The component that seems to work wonders is docosahexaenoic acid or DHA, an omega-3 fatty acid often found in fish. DHA is necessary for the growth and development of the brain in infants. It is also required for maintenance of normal brain function in adults.
DHS appears to cut dementia risk and to be important for the proper functioning of the central nervous system, reported health portal HealthDay News.
Mackerel, lake trout, herring, sardines, albacore tuna and salmon are high in DHA.
Ernst J. Schaefer, director of the lipid metabolism laboratory at the Human Nutrition Research Centre on Aging in Boston, who led the study said, “If you have a high level of DHA, it reduces your risk of dementia by about half.”
The study, which was published in the latest issue of the Archives of Neurology, found that people with the highest blood levels of DHA had a 47 percent lower risk of developing dementia and a 39 percent lower risk of developing Alzheimer’s.
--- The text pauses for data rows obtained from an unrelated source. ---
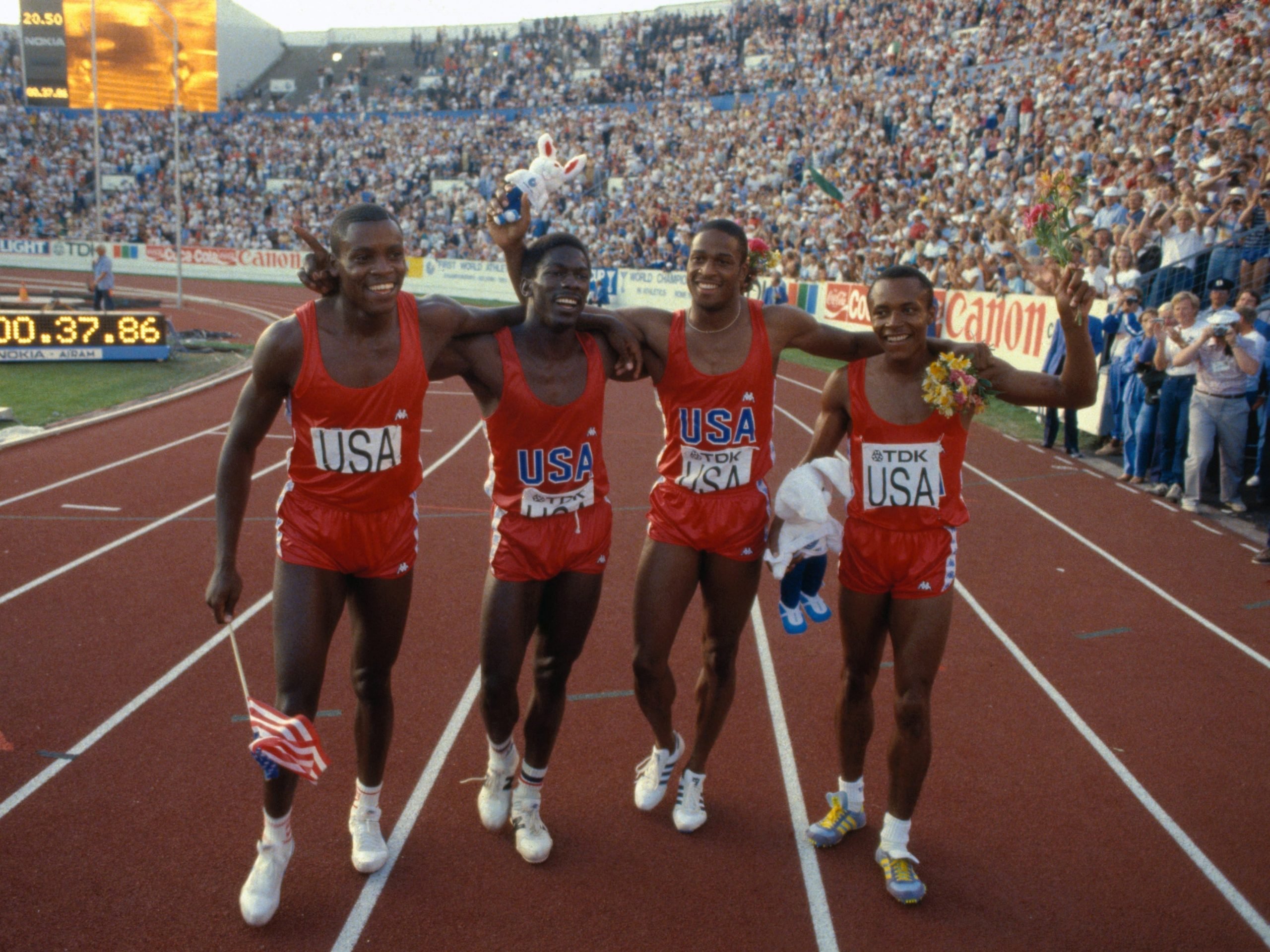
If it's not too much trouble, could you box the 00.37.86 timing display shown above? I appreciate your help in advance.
[0,311,168,347]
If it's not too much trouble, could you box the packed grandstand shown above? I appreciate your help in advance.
[0,0,1270,305]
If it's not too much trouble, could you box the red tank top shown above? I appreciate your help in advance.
[847,360,970,532]
[657,298,776,492]
[485,327,608,518]
[287,293,428,513]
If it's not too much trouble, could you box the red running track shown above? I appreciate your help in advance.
[0,271,1270,952]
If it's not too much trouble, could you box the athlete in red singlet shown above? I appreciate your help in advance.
[207,204,554,925]
[433,235,640,863]
[490,208,975,833]
[787,267,1097,904]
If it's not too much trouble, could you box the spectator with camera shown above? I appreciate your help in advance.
[1124,304,1171,487]
[1172,304,1264,513]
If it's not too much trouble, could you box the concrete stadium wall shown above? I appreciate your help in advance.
[216,0,286,102]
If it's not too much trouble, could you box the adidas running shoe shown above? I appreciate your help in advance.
[635,731,683,810]
[874,847,926,906]
[807,789,866,848]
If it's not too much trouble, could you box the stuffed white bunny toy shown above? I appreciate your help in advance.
[494,132,587,225]
[763,456,851,579]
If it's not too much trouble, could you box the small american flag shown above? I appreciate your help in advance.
[247,698,326,783]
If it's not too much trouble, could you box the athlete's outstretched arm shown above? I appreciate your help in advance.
[980,268,1098,409]
[763,304,987,368]
[207,317,305,625]
[485,185,530,301]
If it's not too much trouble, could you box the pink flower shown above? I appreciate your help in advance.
[1023,202,1054,231]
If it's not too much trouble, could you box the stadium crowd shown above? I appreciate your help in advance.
[0,0,1270,523]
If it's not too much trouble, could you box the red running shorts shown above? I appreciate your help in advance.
[838,519,956,598]
[274,480,419,579]
[648,480,772,562]
[489,500,613,581]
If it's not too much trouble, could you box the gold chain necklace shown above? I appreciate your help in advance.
[683,297,744,334]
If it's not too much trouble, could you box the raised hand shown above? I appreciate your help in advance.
[485,183,530,249]
[1054,265,1095,327]
[291,222,339,297]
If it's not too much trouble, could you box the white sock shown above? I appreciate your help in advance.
[260,810,291,847]
[353,780,383,814]
[838,775,865,812]
[485,734,515,760]
[680,767,706,786]
[519,760,547,791]
[882,814,913,853]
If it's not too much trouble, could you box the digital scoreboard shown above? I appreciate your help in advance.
[0,311,170,363]
[19,0,70,108]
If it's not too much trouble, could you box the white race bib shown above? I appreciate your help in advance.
[676,447,758,492]
[861,443,944,509]
[521,480,596,519]
[309,426,401,474]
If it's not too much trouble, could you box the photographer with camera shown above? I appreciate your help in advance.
[1172,310,1264,513]
[1124,304,1172,490]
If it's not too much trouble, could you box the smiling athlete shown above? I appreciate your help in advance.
[797,265,1097,904]
[207,204,584,925]
[433,234,640,863]
[490,208,970,833]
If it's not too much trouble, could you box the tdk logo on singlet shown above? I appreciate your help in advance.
[680,406,758,447]
[515,443,596,486]
[309,426,401,474]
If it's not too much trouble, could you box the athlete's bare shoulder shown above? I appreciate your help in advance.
[821,367,851,414]
[252,315,305,390]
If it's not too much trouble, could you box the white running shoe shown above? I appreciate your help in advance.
[476,744,521,833]
[239,839,296,925]
[512,786,551,863]
[348,803,388,872]
[671,771,706,833]
[635,731,683,810]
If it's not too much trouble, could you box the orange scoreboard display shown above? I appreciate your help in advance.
[19,0,218,112]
Dementia is a condition in which there is a gradual loss of brain function. The main symptoms are usually loss of memory, confusion, problems with speech and understanding, changes in personality and behaviour and an increased reliance on others for activities of daily living.
Omega-3 fatty acids in fish are also known to protect the heart and the circulatory system.
“Just as fish is good for your heart, it’s probably good for your brain as well,” said Schaefer.